Öz güvenli insanlar, güçlü insanlar değil; kendilerini güçlü hisseden insanlardır. Bir başka deyişle, ne tür bir yoksunluk ve zorluk içinde olurlarsa olsunlar kendilerine inanan, güvenenlerdir. Seneca, “Sizin kendiniz hakkında ne düşündüğünüz, başkalarının sizin hakkınızda ne düşündüğünden çok daha önemlidir.” diyor. Siz kendinize inanmıyorsanız, başkalarının size inanıyor olması bir anlam taşımaz. Çünkü sizi siz yapan kendinizsinizdir. Eğer öz güvenden yoksunsanız başkalarının sizi iteklemesiyle, dürtüklemesiyle, cesaretlendirmesiyle başarıya ulaşmanız olanaksızdır.

Öz güvenli insanlar cesurdurlar. Zorluklardan yılmazlar. William Churchill’in dediği gibi, “Uçurtmalar rüzgâr gücüyle değil, o güce karşı koyduğu için yükselir.” O nedenle, öz güvenli insanların geleceği parlaktır.

Öz güvenli insanlar, başkalarını peşlerinden sürüklerler. Başkalarına körü körüne itaat etmezler. Bulundukları ortama uyum sağlayıp yerinde saymazlar. “Çevrelerine uymak için kendilerini yontanlar, tükenip giderler.” diyor Raymond Hull. Ne güzel bir söz!

Öz güvenli insanlar coşkuludurlar, sınırsız bir coşku yaşarlar. Bu nedenle her şeyin üstesinden gelirler.

Öz güvenli insanlar “çaresiz” değil, “Çare sizsiniz.” anlayışındadırlar. “Yaşamdaki en büyük risk, hiçbir riske girmemektir.” anlayışına sahiptirler. “Havuzun sığ kıyısında kalmayı değil, okyanusa açılmayı yeğleyenler”dir. Umutlarını hiç yitirmezler.

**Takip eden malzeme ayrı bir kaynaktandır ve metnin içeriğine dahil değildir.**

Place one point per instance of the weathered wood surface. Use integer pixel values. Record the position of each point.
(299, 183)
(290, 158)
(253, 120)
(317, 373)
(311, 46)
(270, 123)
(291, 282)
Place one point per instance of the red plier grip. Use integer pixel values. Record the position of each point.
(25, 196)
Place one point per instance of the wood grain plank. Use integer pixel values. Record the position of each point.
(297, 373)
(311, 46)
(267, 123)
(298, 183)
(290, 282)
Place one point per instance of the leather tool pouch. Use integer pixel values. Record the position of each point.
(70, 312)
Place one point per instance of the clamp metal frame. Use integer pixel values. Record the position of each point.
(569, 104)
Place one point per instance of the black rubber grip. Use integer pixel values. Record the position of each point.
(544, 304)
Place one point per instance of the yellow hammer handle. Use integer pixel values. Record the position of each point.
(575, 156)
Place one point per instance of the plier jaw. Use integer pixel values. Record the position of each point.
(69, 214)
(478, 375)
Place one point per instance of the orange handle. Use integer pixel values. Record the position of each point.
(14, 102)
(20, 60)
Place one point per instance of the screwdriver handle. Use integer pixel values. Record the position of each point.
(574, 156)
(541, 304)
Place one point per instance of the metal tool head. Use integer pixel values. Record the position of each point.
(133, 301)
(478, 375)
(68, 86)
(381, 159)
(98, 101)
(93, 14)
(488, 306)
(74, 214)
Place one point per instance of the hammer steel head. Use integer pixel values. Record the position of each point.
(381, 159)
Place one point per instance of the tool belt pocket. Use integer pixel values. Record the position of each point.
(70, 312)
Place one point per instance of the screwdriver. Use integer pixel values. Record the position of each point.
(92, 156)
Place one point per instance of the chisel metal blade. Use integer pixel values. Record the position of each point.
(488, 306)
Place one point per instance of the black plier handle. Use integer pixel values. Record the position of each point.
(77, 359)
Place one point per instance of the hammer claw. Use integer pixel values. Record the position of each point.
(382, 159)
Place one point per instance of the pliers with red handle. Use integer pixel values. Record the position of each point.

Öz güvenli insanlar, bir işe girişirken onu başarıp başaramayacakları konusunda kuşku, kaygı taşımazlar. William Blake, “Güneş ve Ay, bir an bile kuşkuya düşecek olsalar hemen yok olurlardı.” diyor. İşte öz güvenli insanlar da Güneş ve Ay gibidirler. Onların yaşamında pes etmek, bir işi yarıda bırakmak, başladığı yoldan dönmek yoktur. Onları başarıya götüren de budur.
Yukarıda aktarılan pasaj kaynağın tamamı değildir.